Can we all agree that the process of hiring employees, particularly those with access to guests’ rooms, should always include a criminal background check? True, no matter who among your trusted employees recommends the applicant; true, no matter how impressed you are with the candidate at the interview; true, no matter how inconvenient or time-consuming the investigation might be; and true, though we might grumble at the cost.
The expense, time and trouble all pale when compared to the financial cost, damage to goodwill and time-consumption usurped by a lawsuit when the employee attacks, sexually abuses or steals from a guest. Just look at the sad tale of the former Flagship Hotel on Galveston Island, Texas.

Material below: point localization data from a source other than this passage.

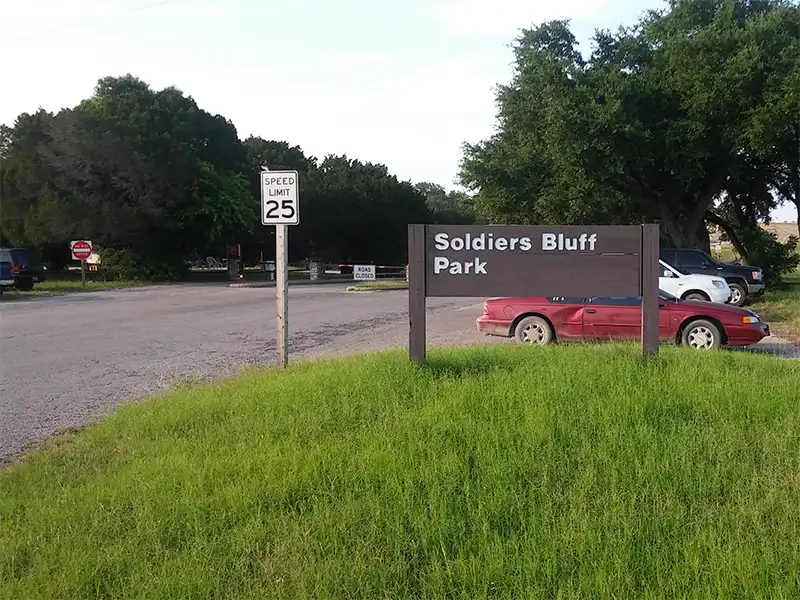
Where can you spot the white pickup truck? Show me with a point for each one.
(687, 286)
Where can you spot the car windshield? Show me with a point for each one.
(667, 296)
(679, 270)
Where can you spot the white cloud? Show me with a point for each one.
(349, 62)
(505, 17)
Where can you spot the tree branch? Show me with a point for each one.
(714, 218)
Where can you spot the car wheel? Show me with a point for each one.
(738, 294)
(696, 296)
(702, 335)
(24, 285)
(533, 331)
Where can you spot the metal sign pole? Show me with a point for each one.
(282, 287)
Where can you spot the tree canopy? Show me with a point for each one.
(692, 115)
(151, 174)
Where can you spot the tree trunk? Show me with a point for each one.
(731, 233)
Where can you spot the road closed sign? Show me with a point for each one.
(81, 249)
(364, 272)
(280, 193)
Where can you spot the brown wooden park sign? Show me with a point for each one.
(519, 260)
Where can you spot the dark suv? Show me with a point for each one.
(745, 281)
(26, 270)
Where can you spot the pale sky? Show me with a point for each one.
(399, 82)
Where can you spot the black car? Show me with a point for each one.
(745, 281)
(26, 270)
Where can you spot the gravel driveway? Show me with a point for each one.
(68, 359)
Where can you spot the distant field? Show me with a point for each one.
(564, 472)
(781, 309)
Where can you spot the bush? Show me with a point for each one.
(776, 259)
(125, 264)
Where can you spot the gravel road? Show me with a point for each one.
(66, 360)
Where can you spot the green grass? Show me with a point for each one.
(564, 472)
(379, 285)
(55, 288)
(781, 309)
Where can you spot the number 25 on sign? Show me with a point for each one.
(279, 198)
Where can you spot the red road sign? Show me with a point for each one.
(81, 249)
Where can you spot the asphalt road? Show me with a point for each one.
(70, 358)
(66, 360)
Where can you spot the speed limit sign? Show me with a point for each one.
(280, 198)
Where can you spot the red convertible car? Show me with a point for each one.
(701, 325)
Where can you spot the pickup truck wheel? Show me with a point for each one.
(533, 331)
(701, 335)
(738, 294)
(697, 296)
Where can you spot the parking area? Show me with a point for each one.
(68, 358)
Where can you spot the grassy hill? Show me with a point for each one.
(564, 472)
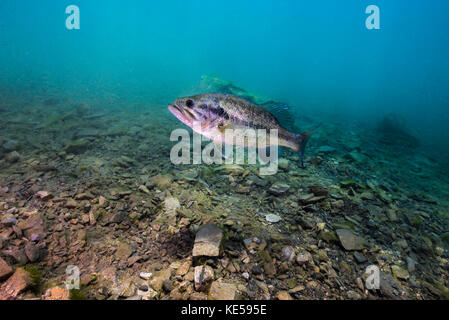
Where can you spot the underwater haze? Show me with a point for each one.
(85, 171)
(318, 57)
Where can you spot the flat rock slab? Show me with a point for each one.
(207, 241)
(222, 291)
(349, 240)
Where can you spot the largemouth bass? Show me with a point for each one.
(212, 114)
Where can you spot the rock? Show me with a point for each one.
(273, 218)
(184, 268)
(352, 295)
(144, 189)
(318, 191)
(8, 220)
(357, 157)
(203, 275)
(57, 293)
(302, 258)
(411, 264)
(269, 268)
(18, 255)
(12, 157)
(160, 181)
(145, 275)
(32, 252)
(44, 195)
(84, 196)
(360, 258)
(15, 285)
(5, 269)
(283, 295)
(10, 145)
(349, 240)
(390, 288)
(222, 291)
(159, 277)
(33, 228)
(207, 241)
(400, 273)
(279, 189)
(116, 217)
(77, 146)
(283, 163)
(71, 204)
(326, 149)
(288, 254)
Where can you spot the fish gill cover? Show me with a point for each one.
(87, 181)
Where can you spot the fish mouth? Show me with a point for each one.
(179, 111)
(182, 114)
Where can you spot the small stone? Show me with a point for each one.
(57, 293)
(269, 268)
(353, 295)
(8, 220)
(326, 149)
(349, 240)
(360, 258)
(84, 196)
(32, 252)
(18, 255)
(5, 269)
(411, 264)
(279, 189)
(222, 291)
(145, 275)
(302, 258)
(273, 218)
(71, 204)
(400, 273)
(15, 285)
(44, 195)
(288, 254)
(12, 157)
(283, 163)
(144, 189)
(207, 241)
(202, 277)
(283, 295)
(184, 268)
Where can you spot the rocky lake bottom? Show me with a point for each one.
(93, 187)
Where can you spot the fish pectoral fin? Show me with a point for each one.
(225, 151)
(222, 127)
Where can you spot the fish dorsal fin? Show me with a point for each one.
(282, 113)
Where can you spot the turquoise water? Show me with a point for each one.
(318, 57)
(85, 144)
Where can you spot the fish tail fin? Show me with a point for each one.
(301, 140)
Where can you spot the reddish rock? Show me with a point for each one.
(57, 293)
(33, 228)
(5, 269)
(15, 285)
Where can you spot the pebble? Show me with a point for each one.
(145, 275)
(207, 241)
(5, 269)
(203, 275)
(222, 291)
(279, 189)
(302, 258)
(349, 240)
(288, 254)
(273, 218)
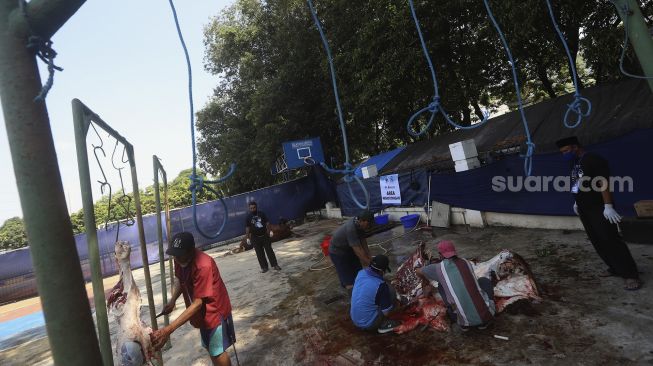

The facts of the case are nothing short of creepy.1 A man and his two sons checked into the hotel for a summer vacation. They chose the facility in part because it was marketed as family-friendly. As they were checking in, the oldest son, age 15, noticed that the bellman was sending him nonverbal signals at the main entrance. The bellman was nodding his head upwards and mouthing words. Later that day, the boy left the hotel alone to walk along the beach and smoke a cigarette. The bellman followed him and told him there was a better place inside the hotel to finish the cigarette. The bellman led the boy into an empty banquet room. Once inside, the bellman locked the doors and turned off the lights. He then approached the boy, exposed himself and forced the boy to sexually fondle him, followed by masturbation.
The bellman had been employed by the hotel for three months and was hired on the recommendation of another employee. No criminal background check was done. The hotel was thus inexcusably unaware of the bellman’s lengthy criminal history. It included multiple convictions of indecency with a child, sexual misconduct, possession of illegal drugs, aggravated assault with a deadly weapon, robbery, theft and criminal trespass. Eek!
Not surprising, the boy and his parents sued the hotel. The grounds included negligent hiring, negligent retention and negligent supervision. The relevant law provides that an employer is negligent, and therefore liable for resulting injuries, if it hires, retains or fails to adequately supervise an employee who the employer knows, or by the exercise of reasonable care should have known, creates an unreasonable risk of harm to others. Stated differently, an employer must exercise reasonable care to ensure that its employees are competent and fit for the job. Here, if the hotel had undertaken the reasonable step of conducting a check, it would have known that the employee was not fit for the job and represented a significant threat to the wellbeing of its guests.
The boy’s witnesses included a security expert who testified that a generally accepted practice in the hospitality industry is to perform pre-employment background checks of applicants whose positions will give them unsupervised access to guests and/or guestrooms. Those positions, of course, include a bellman. A psychologist testified to the “significant psychological difficulties” the boy experienced as a result of the assault.
The moral: Don’t cut corners when the safety of your guests is at stake. Thoroughly verify an applicant’s background before offering a job.